Quivers

The next couple of weeks will be an experiment to help get me blogging.  This coming Friday I am giving a talk on "Representation theory via surfaces"

We will discuss the representation theory of finite dimensional algebras by using quiver theory and surface triangulations.  These methods allow us to give concrete descriptions of modules over finite dimensional algebras and open the theory to rich combinatorial methods.  We will focus on the algebras of finite representation type and the related tilted algebras of global dimension two.   

Today I want to start with some background and my perspective on what representation theory is and why you might want to use quivers to study it.
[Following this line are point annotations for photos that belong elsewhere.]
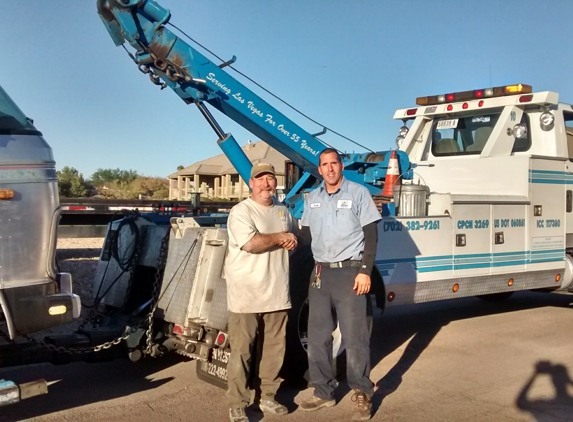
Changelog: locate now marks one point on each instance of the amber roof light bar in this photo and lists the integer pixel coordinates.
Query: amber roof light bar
(453, 97)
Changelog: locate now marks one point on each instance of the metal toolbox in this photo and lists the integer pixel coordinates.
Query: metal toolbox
(194, 289)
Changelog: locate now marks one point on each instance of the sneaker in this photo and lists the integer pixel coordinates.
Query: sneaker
(238, 414)
(272, 406)
(363, 406)
(315, 403)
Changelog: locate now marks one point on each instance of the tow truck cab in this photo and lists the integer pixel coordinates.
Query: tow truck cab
(33, 294)
(495, 216)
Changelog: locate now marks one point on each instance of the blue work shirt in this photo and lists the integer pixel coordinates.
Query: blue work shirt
(336, 220)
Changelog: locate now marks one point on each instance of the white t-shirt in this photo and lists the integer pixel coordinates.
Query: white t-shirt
(257, 282)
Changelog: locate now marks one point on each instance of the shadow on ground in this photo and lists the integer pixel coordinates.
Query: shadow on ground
(78, 384)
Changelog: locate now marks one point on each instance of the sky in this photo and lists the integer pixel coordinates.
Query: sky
(348, 64)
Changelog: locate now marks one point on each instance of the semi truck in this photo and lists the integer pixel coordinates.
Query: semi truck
(34, 294)
(482, 205)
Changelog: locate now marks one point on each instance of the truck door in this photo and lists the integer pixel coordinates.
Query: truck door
(472, 239)
(509, 238)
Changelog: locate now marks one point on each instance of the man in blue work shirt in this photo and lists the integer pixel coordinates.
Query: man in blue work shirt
(342, 219)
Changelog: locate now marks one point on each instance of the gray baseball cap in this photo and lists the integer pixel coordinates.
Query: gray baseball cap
(261, 168)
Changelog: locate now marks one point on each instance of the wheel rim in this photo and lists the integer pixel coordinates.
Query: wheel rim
(337, 343)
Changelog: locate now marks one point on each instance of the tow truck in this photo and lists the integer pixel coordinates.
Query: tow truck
(482, 205)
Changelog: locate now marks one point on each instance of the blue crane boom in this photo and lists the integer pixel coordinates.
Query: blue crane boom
(171, 62)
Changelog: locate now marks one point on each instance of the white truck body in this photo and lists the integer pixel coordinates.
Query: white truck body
(498, 215)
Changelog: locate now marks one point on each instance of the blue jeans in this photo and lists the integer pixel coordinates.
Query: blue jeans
(351, 310)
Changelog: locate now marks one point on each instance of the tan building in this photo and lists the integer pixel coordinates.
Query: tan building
(216, 177)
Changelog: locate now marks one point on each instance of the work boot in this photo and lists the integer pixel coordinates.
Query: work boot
(363, 406)
(238, 414)
(272, 406)
(315, 403)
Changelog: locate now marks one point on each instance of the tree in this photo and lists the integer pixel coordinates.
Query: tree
(71, 183)
(104, 177)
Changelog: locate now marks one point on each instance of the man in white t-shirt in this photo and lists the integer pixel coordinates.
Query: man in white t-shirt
(257, 275)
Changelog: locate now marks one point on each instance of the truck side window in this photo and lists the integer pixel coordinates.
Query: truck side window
(523, 144)
(568, 119)
(462, 136)
(12, 120)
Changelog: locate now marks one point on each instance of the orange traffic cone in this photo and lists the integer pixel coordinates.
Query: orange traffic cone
(392, 175)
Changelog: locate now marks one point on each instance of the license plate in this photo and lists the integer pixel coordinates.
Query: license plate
(447, 124)
(217, 365)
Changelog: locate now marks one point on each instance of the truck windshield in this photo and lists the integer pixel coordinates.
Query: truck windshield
(12, 120)
(468, 135)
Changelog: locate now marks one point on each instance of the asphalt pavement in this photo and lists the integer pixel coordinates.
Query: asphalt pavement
(463, 360)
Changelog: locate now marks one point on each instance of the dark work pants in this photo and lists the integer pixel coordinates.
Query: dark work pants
(351, 310)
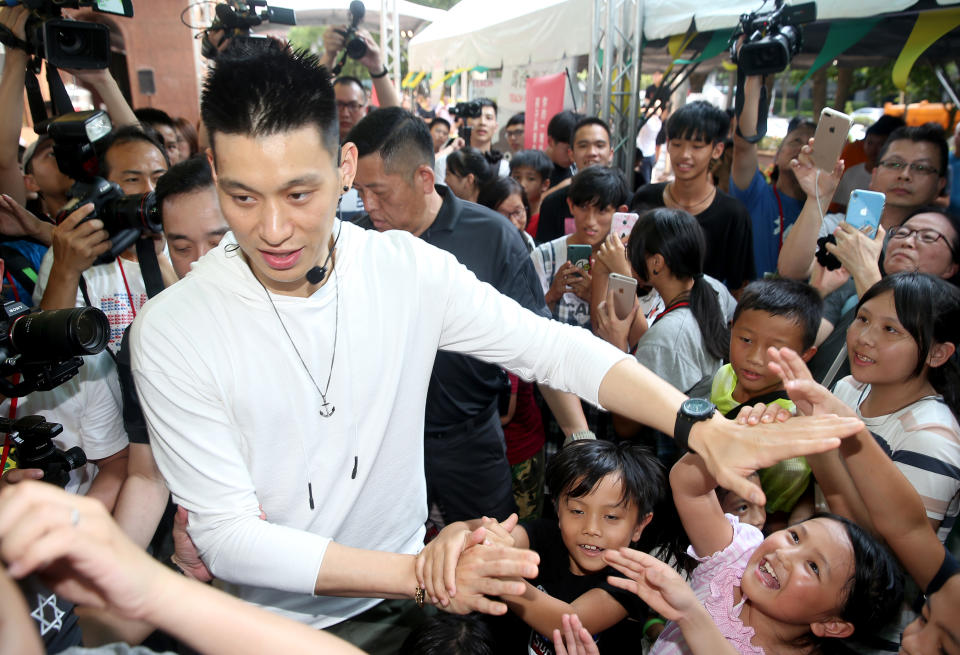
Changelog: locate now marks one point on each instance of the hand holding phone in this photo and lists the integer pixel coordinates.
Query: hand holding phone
(830, 137)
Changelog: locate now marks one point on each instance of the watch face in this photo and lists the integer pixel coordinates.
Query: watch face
(698, 408)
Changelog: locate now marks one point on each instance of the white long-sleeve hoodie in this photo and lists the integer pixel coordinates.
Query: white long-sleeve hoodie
(235, 420)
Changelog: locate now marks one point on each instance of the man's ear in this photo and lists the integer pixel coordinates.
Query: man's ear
(348, 164)
(834, 628)
(638, 529)
(424, 178)
(212, 161)
(30, 183)
(717, 150)
(940, 353)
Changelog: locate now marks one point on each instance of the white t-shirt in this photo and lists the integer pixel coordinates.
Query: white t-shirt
(235, 420)
(923, 439)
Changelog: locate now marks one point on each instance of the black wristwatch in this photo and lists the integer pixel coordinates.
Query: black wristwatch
(693, 410)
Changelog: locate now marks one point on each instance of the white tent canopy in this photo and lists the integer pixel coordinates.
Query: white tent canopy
(493, 33)
(334, 12)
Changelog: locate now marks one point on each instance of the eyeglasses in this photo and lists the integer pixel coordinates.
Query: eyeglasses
(352, 107)
(898, 165)
(924, 235)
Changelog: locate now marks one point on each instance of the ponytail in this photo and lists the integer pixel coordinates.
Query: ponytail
(706, 309)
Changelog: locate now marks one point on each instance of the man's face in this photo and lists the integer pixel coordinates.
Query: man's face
(169, 142)
(47, 177)
(440, 134)
(193, 225)
(515, 137)
(135, 166)
(591, 147)
(351, 106)
(394, 201)
(484, 128)
(906, 188)
(279, 194)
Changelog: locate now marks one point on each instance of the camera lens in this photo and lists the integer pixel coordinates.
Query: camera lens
(60, 334)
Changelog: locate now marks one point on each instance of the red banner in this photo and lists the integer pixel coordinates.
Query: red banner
(544, 100)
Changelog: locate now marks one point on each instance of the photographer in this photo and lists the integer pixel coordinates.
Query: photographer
(40, 174)
(353, 102)
(134, 161)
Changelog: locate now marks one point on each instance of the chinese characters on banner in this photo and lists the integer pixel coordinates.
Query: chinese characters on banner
(544, 99)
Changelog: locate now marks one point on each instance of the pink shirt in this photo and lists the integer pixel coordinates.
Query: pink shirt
(713, 582)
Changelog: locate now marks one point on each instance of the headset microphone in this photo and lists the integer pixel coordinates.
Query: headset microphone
(316, 274)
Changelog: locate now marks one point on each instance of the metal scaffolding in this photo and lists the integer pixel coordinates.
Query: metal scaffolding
(390, 39)
(614, 73)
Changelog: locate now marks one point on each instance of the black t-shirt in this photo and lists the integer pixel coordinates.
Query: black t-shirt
(488, 244)
(56, 621)
(515, 636)
(554, 211)
(559, 174)
(728, 231)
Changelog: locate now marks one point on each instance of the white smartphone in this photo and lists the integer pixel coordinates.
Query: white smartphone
(624, 294)
(830, 137)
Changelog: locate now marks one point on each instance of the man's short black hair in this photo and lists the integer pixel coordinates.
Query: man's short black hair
(350, 79)
(598, 186)
(154, 116)
(584, 122)
(698, 121)
(792, 299)
(129, 134)
(401, 139)
(561, 125)
(188, 176)
(269, 91)
(534, 159)
(927, 133)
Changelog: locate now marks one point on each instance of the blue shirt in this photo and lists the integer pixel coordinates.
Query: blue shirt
(761, 203)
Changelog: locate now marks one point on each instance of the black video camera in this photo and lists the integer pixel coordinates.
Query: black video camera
(33, 438)
(125, 217)
(67, 43)
(354, 47)
(235, 18)
(772, 38)
(45, 347)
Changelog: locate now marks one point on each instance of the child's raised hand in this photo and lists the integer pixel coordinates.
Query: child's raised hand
(575, 640)
(655, 582)
(810, 397)
(436, 564)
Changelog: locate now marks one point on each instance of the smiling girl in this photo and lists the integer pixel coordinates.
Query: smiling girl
(905, 383)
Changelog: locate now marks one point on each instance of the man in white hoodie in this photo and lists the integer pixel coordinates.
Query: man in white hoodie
(290, 371)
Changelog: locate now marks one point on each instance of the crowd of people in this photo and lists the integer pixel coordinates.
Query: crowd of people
(391, 389)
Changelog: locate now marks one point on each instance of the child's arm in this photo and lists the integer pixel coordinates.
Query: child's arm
(668, 594)
(895, 508)
(597, 609)
(698, 507)
(437, 563)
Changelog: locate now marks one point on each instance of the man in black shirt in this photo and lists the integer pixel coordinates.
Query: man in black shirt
(590, 143)
(466, 465)
(695, 135)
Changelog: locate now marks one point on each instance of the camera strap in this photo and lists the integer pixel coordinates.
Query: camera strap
(762, 110)
(149, 267)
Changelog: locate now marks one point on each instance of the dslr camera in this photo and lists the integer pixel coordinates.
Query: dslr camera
(234, 19)
(67, 43)
(76, 138)
(772, 38)
(45, 347)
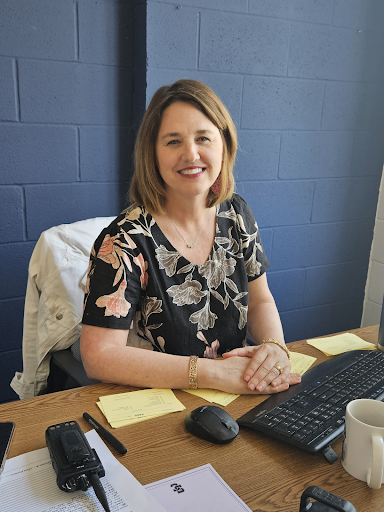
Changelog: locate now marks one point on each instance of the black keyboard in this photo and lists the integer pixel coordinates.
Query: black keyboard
(311, 415)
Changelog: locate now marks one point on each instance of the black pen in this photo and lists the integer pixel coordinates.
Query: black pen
(99, 491)
(105, 434)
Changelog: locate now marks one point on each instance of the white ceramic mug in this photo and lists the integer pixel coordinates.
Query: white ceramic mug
(363, 447)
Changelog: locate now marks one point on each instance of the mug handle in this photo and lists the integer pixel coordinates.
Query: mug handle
(375, 474)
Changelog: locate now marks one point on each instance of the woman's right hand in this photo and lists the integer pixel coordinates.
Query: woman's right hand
(228, 375)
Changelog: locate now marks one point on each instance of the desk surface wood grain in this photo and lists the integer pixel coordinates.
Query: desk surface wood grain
(268, 475)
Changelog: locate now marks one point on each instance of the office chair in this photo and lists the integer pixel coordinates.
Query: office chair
(53, 309)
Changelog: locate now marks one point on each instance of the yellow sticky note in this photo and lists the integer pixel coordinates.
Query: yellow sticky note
(300, 363)
(140, 404)
(213, 395)
(341, 343)
(125, 423)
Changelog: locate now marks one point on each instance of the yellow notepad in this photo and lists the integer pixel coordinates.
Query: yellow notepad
(138, 405)
(334, 345)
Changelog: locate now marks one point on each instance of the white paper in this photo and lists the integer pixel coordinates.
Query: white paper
(28, 484)
(201, 489)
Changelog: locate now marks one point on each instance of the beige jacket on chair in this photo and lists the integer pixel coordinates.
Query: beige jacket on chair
(54, 298)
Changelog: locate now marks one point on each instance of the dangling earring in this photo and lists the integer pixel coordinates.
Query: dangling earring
(216, 185)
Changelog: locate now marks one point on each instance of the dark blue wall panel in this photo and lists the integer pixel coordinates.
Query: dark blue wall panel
(7, 91)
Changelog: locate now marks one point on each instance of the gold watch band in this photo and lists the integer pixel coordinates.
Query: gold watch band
(193, 372)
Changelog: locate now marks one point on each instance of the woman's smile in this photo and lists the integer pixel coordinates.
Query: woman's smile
(192, 172)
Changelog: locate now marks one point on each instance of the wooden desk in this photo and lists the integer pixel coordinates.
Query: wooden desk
(268, 475)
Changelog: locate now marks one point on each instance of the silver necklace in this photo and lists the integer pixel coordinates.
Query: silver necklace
(192, 245)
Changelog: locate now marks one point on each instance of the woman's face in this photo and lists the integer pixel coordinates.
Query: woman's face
(189, 151)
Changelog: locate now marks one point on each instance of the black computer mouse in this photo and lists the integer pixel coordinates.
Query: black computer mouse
(212, 424)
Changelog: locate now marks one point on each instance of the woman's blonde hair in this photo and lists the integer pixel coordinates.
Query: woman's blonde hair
(147, 187)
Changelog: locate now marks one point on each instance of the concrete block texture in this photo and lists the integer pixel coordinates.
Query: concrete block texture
(11, 323)
(376, 283)
(330, 154)
(14, 259)
(222, 5)
(171, 36)
(316, 321)
(287, 288)
(281, 103)
(106, 32)
(312, 53)
(377, 252)
(266, 236)
(257, 155)
(368, 153)
(312, 11)
(353, 106)
(334, 283)
(345, 199)
(43, 29)
(321, 244)
(38, 154)
(359, 14)
(11, 215)
(7, 91)
(73, 93)
(106, 153)
(9, 363)
(277, 203)
(226, 86)
(315, 154)
(51, 205)
(243, 44)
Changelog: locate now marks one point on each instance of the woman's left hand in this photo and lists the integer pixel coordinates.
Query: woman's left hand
(263, 366)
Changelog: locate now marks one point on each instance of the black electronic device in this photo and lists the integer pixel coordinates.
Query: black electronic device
(212, 424)
(311, 415)
(316, 499)
(76, 464)
(6, 433)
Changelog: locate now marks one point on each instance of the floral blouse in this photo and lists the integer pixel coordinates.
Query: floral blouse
(137, 280)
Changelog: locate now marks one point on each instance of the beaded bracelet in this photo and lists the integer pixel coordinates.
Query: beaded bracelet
(193, 372)
(281, 345)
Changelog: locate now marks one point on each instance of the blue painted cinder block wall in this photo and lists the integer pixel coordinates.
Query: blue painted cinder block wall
(69, 95)
(303, 80)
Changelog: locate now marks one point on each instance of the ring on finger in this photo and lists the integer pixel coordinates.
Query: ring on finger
(278, 368)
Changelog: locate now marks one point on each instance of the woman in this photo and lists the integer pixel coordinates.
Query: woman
(183, 268)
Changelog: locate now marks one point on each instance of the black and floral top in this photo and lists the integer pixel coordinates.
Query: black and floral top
(137, 280)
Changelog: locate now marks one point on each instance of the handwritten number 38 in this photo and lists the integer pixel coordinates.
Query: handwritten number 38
(177, 488)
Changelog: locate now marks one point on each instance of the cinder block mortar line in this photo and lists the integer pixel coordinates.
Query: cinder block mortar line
(78, 149)
(24, 208)
(319, 305)
(15, 70)
(278, 163)
(333, 13)
(254, 15)
(77, 32)
(322, 108)
(241, 101)
(66, 61)
(282, 77)
(313, 201)
(198, 40)
(288, 49)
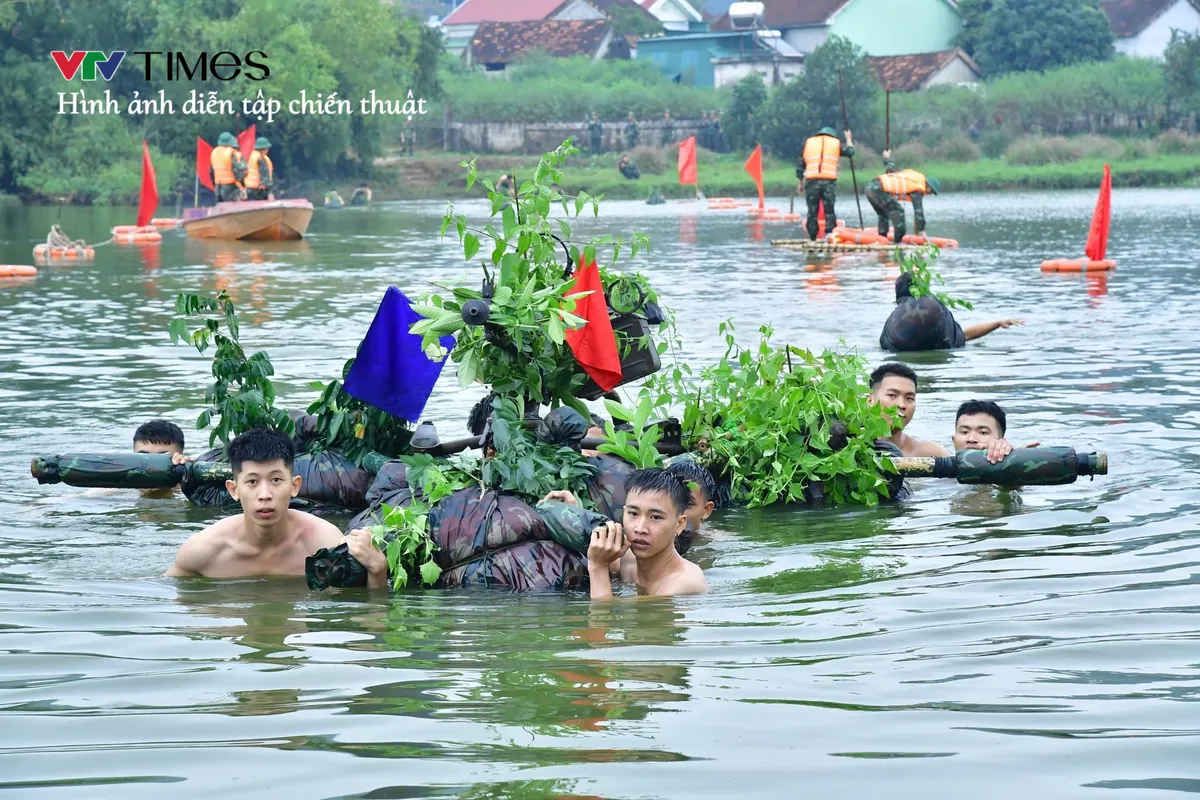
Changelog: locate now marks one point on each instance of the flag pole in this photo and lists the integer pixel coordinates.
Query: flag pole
(845, 124)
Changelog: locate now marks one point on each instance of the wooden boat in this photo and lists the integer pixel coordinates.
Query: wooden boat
(250, 220)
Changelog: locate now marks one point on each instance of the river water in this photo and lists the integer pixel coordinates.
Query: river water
(1035, 643)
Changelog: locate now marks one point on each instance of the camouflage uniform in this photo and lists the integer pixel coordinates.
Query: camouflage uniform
(817, 191)
(888, 208)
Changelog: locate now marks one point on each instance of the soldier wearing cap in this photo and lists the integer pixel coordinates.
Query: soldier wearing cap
(259, 172)
(886, 192)
(228, 168)
(817, 173)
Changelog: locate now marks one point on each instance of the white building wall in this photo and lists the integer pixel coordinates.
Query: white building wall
(1151, 43)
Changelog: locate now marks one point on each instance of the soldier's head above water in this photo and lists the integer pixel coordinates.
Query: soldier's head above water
(159, 437)
(894, 386)
(263, 481)
(701, 489)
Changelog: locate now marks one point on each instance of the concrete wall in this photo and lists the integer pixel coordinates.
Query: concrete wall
(534, 138)
(1152, 42)
(805, 40)
(898, 26)
(726, 74)
(954, 73)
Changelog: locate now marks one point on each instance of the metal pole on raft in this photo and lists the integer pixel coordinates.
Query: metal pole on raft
(845, 124)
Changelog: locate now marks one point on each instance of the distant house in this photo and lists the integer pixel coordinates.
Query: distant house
(677, 16)
(497, 44)
(459, 28)
(717, 59)
(924, 70)
(1144, 26)
(879, 26)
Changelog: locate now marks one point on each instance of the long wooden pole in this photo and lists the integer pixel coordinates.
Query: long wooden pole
(853, 176)
(887, 127)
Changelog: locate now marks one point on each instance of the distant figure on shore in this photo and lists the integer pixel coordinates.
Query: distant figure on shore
(259, 172)
(228, 169)
(886, 192)
(628, 168)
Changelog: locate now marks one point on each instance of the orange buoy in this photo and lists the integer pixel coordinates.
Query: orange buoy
(138, 238)
(45, 251)
(1078, 265)
(852, 236)
(941, 241)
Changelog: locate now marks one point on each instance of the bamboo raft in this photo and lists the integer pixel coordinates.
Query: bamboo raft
(808, 246)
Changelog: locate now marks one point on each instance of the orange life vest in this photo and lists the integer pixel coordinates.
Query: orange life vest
(904, 184)
(821, 155)
(253, 176)
(222, 166)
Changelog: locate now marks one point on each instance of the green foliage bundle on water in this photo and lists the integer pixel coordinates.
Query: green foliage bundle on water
(777, 420)
(918, 264)
(521, 350)
(241, 395)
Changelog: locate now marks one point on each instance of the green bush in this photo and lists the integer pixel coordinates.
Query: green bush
(1176, 143)
(1061, 150)
(957, 148)
(909, 156)
(651, 161)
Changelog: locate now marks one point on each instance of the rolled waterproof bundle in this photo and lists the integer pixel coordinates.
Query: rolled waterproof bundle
(919, 323)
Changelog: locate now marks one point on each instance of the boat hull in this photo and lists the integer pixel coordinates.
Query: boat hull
(250, 221)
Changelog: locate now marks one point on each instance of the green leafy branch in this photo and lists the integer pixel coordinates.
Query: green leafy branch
(241, 396)
(917, 263)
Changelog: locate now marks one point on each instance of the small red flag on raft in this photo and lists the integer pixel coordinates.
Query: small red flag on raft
(1097, 236)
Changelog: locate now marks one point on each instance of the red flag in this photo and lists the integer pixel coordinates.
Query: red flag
(1098, 234)
(754, 166)
(148, 202)
(203, 162)
(687, 162)
(594, 344)
(246, 142)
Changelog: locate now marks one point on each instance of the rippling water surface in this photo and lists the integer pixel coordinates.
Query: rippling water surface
(1007, 644)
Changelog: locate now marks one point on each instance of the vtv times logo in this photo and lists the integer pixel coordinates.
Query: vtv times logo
(221, 66)
(90, 61)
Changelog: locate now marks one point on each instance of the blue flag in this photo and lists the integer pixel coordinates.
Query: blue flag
(391, 372)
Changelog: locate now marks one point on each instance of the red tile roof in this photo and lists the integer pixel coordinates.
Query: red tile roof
(911, 72)
(505, 42)
(502, 11)
(1131, 17)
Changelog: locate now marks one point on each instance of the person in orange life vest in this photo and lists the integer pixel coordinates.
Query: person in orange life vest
(228, 168)
(259, 172)
(817, 173)
(886, 192)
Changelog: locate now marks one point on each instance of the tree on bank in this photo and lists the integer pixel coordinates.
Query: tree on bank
(1035, 35)
(796, 109)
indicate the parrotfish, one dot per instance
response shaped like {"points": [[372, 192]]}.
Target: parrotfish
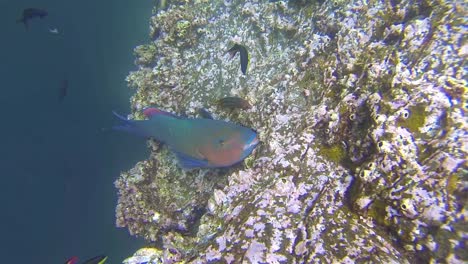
{"points": [[63, 90], [234, 102], [30, 13], [96, 260], [197, 142], [205, 113], [244, 56]]}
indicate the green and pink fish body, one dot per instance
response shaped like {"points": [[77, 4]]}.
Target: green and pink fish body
{"points": [[197, 142]]}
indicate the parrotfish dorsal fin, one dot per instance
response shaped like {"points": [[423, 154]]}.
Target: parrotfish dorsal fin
{"points": [[152, 111]]}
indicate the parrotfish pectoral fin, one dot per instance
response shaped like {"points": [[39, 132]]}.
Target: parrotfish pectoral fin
{"points": [[188, 162], [129, 126]]}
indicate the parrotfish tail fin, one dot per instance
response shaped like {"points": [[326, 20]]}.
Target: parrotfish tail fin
{"points": [[129, 126], [187, 162]]}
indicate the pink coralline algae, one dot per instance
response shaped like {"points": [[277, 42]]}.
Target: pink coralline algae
{"points": [[360, 108]]}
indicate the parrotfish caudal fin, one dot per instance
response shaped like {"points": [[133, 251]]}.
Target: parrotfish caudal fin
{"points": [[129, 126]]}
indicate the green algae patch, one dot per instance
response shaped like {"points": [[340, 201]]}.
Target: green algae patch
{"points": [[335, 153], [415, 120]]}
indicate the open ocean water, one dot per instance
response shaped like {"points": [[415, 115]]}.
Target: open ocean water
{"points": [[57, 163]]}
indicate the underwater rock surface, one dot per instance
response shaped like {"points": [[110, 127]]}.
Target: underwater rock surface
{"points": [[360, 107]]}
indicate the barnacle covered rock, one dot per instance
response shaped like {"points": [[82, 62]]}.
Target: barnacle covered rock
{"points": [[360, 109]]}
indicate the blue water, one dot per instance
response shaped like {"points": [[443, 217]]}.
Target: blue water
{"points": [[57, 165]]}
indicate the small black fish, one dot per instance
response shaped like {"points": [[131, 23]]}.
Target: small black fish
{"points": [[63, 90], [243, 54], [205, 113], [96, 260], [30, 13], [234, 102]]}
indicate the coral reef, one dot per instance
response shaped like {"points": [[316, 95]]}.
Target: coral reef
{"points": [[360, 108]]}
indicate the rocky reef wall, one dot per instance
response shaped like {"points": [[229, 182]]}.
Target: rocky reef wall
{"points": [[360, 107]]}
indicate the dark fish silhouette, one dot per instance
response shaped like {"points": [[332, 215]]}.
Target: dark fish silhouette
{"points": [[205, 113], [243, 54], [30, 13], [63, 89]]}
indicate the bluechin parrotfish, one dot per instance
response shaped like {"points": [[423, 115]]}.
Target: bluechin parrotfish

Of course deciding where to start is always troublesome.  We will start with Jordan normal form.  If you have done any linear algebra past a basic first semester course, you will have run into Jordan normal form. What you may not have run into is the fact this completely describes the representation theory of the polynomial ring $\mathbb C[X]$, that is using Jordan normal form we can describe all of the modules over $\mathbb C[X]$.  You can actually find the "proof" of this in Dummit and Foote so it is likely that you have seen this but didn't realize it. Basically the idea goes like this, given an $n$-dimensional  ($\mathbb C$) vector space $V$ and an $n\times n$ matrix $A$, we can have a polynomial
    $$p(x) = a_0 + a_1x + \cdots a_m x^m$$
act on $V$ by defining $$p(x) \cdot v = a_0 v + a_1 A\cdot v + \cdots a_m A^m \cdot v.$$   The standard exercise is to show that this is in-fact the only way for $\mathbb C[X]$ to act on a vector space.   Putting this together with Jordan normal form means that we have a complete description of how $\mathbb C[X]$ acts on vectors spaces and further we have a method to determine when two seemingly different actions are the same: the actions are distinct (up to an isomorphism) if and only if Jordan normal form of the corresponding matricies are the same.

The lesson to take from the Jordan normal form business is that by picking an appropriate basis  on $V$ we can read important information about the action of $\mathbb C[X]$.   Quivers are a method for choosing a special presentation of the algebra we want to study and in turn (as we will see later) this will dictate a special presentation for the corresponding module we want to study. For $\mathbb C[X]$ we have the following presentation

Figure 1

We need some terminology and notation before we can formalize the connection between the above picture and $\mathbb C[X]$.  A quiver $Q$ is simply a directed graph, so $Q = (Q_0,Q_1)$ where $Q_0$ is a set of vertices (my quivers are always finite, so I will generally use natural numbers) and $Q_1$ is the collection of arrows.   When needed we also have the maps $s, t\colon Q_1 \to Q_0$ that read off the source and target of an arrow. A path in a quiver is simply a sequence of arrows $a_1a_2\cdots a_t$ in $Q$ such that $t(a_i) = s(a_{i+1})$.  For example consider

Figure 2

Then $a_1a_2$ is a path in $Q$, so is $a_1a_3^5a_2$, where $a_3^5$ simply means to repeat $a_3$ five times.   We also define "stationary paths" at each vertex in $Q$, denoted $e_i$. These are paths with $s(e_i) = t(e_i) = i$ and containing no arrows.  With this notation, we can define the path algebra $\mathbb CQ$ of a quiver to be the

1. the $\mathbb C$ vector space spanned by the paths in $Q$ (really any field can be used, but we might as well use a nice field),
2. with multiplication given by concatenation of paths when it makes sense or zero otherwise,
3. the identity $1$ is given by the sum of the stationary paths,  $e_1+\cdots + e_n$.

 This is of course a good time for an example.

Figure 3

 Let $Q$ be the quiver in Figure 3, then some elements in $\mathbb CQ$ would be 

\[\begin{aligned}
a_1,&\\
2a_2,&\\
i a_1 + a_1a_2,&
\end{aligned}\]

and we could consider the multiplication by $a_1$ on each of these elements
\[\begin{aligned}
a_1 \cdot a_1 &= 0\\
a_1 \cdot 2a_2 &= 2a_1a_2\\
a_1 \cdot (i a_1 + a_1a_2) &= 0
\end{aligned}\]
With this machinery now built we can be explicit about how  $\mathbb C[X]$  is isomorphic to path algebra $\mathbb CQ$ of

.

Let $p(X) = c_0 + c_1 X + \cdots c_m X^m\in \mathbb C[X]$, then isomoprhism $\mathbb C[X] \cong \mathbb CQ$ is given by
\[p(x) \mapsto c_0 1+ c_1 a + \cdots c_m a^m.\]

In general, we can do this for all* algebras.  A proof of this claim can be found at the end of chapter 2 in Elements of the Representation Theory of Associative Algebras I by Assem, Simson, and Skowronski.  Next time I will talk about how to present modules in terms of quivers.